Maliye Postası Dergisi
ŞARTLI BAĞIŞIN GERİ ALINMASININ VERASET VE İNTİKAL VERGİSİ KAPSAMINDA DEĞERLENDİRİLMESİ
Fahrettin AÇAR
1-GİRİŞ
7338 sayılı Veraset ve İntikal Vergisi Kanunun 1’inci maddesinde Türkiye Cumhuriyeti tabiiyetinde bulunan şahıslara ait mallar ile Türkiye’de bulunan malların veraset tarıkiyle veya her hangi bir suretle olursa olsun ivazsız bir tarzda bir şahıstan diğer şahsa intikali Veraset ve İntikal Vergisine tabidir. Bu vergi, Türk tabiiyetinde bulunan şahısların ecnebi memleketlerde aynı yollardan iktisap edecekleri mallara da şamildir. İvazsız intikal” tabiri; hibe yoliyle veya her hangi bir tarzda olan ivazsız iktisapları ifade etmektedir. Veraset ve İntikal Vergisinin mükellefi, veraset tarikiyle veya ivazsız bir tarzda mal iktisabeden şahıstır.İvazsız bir tarzda intikal eden malların veeraset ve intikal vergisi vukua gelen intikallerde tasarrufu yapan şahsın ikametgahının, hükmi şahıslarda ve diğer teşekküllerde merkezlerinin bulunduğu yer vergi dairesine beyanname ile bildirilir. Kişiler belli şartların yerine getirilmesi kapsamında bazı mallarının ivazsız olarak gerçek veya tüzel kişilere aktarabilmektedirler.
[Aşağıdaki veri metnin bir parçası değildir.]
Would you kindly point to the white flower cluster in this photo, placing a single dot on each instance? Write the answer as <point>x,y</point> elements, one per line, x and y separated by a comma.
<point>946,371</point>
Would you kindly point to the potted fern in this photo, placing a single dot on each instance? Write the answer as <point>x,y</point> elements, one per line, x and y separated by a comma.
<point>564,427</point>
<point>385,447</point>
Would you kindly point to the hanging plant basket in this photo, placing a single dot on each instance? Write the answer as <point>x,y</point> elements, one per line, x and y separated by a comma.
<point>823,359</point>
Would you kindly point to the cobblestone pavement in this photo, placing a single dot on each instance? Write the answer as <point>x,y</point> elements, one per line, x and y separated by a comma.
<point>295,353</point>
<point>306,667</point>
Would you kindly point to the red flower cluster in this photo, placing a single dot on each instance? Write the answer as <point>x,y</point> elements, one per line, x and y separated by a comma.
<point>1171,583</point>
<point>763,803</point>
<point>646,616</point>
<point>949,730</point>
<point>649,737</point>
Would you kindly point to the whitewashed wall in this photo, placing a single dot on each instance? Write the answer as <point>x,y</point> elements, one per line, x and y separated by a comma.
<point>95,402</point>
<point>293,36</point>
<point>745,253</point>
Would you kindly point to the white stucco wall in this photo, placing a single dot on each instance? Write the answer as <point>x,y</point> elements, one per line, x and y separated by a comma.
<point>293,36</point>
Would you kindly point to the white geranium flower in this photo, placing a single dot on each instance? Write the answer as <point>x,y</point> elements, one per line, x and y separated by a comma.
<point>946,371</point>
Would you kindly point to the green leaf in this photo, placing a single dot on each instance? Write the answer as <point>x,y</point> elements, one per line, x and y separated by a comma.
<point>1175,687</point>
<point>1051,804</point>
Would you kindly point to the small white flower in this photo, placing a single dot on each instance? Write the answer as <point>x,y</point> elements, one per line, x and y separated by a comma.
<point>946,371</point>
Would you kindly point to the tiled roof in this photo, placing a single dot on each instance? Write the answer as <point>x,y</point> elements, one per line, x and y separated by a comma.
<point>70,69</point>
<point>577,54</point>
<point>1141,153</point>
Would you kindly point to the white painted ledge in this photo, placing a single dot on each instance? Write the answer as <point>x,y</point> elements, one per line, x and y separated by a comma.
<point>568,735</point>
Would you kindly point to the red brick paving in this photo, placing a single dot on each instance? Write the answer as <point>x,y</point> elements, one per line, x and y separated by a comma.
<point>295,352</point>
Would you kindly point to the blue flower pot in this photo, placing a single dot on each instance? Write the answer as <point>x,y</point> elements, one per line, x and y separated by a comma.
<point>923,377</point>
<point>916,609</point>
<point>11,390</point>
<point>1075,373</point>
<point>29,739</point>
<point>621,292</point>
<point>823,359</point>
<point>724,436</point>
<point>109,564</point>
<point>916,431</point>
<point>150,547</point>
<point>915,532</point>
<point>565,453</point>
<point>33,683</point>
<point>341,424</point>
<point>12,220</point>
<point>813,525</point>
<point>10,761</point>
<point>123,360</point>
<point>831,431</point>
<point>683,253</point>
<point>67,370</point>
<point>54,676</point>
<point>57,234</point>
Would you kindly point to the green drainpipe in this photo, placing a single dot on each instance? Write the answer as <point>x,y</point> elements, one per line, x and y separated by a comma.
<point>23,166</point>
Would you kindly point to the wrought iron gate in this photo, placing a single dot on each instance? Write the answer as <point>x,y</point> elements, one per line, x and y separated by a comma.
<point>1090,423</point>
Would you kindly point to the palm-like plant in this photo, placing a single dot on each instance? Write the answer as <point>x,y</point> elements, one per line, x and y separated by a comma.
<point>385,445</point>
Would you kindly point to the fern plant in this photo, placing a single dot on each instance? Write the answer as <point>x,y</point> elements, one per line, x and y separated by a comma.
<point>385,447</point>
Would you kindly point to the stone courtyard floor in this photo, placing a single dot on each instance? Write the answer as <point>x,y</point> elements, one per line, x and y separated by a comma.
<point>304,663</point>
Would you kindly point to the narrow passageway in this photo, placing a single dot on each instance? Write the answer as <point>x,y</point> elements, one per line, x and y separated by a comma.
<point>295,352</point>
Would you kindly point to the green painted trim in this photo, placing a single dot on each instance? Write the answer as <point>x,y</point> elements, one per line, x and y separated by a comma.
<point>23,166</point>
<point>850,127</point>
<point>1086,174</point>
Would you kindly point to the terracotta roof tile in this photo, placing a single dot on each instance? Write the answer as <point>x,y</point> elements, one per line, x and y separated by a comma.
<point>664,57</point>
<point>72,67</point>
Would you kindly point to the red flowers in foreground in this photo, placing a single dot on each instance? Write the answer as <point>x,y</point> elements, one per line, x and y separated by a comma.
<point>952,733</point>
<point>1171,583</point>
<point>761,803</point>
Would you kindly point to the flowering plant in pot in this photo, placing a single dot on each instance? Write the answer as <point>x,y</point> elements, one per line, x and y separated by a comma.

Söz konusu oluşan intikal sonucunda beklenen şartların sağlanmaması halinde geri alınan malların ilk sahibine geri intikali halinde veraset ve intikal vergisinin aranıp aranılmayacağı konusunda teredütler oluşmuştur.Söz konusu 7338 sayılı kanunun ilgili maddelerinde bu hususlarla ilgili herhangi bir düzenleme yer almamaktadır.Hazine Ve Maliye Bakanlığının bu husus ile ilgili ikincil düzenlemelerinde yer alan bilgiler çerçevesinde ve kendi görüşlerimiz çerçevesinde konu açıklanmaya çalışılacaktır.
2-DEĞERLENDİRME
7338 sayılı kanunun 2’inci maddesinde Veraset tabiri; miras vasiyet ve miras mukavelesi gibi ölüme bağlı tasarrufları, İvazsız intikal tabiri; hibe yoliyle veya her hangi bir tarzda olan ivazsız iktisapları İfade eder. Maddi ve manevi bir zarar mukabili verilen tazminatlar ivazsız intikal kapsamında sayılmaz. Veraset ve İntikal Vergisinin mükellefi, veraset tarikiyle veya ivazsız bir tarzda mal iktisap eden şahıstır. Şahıs hükmü ile gerçek veya tüzel kişiler ifade edilmektedir.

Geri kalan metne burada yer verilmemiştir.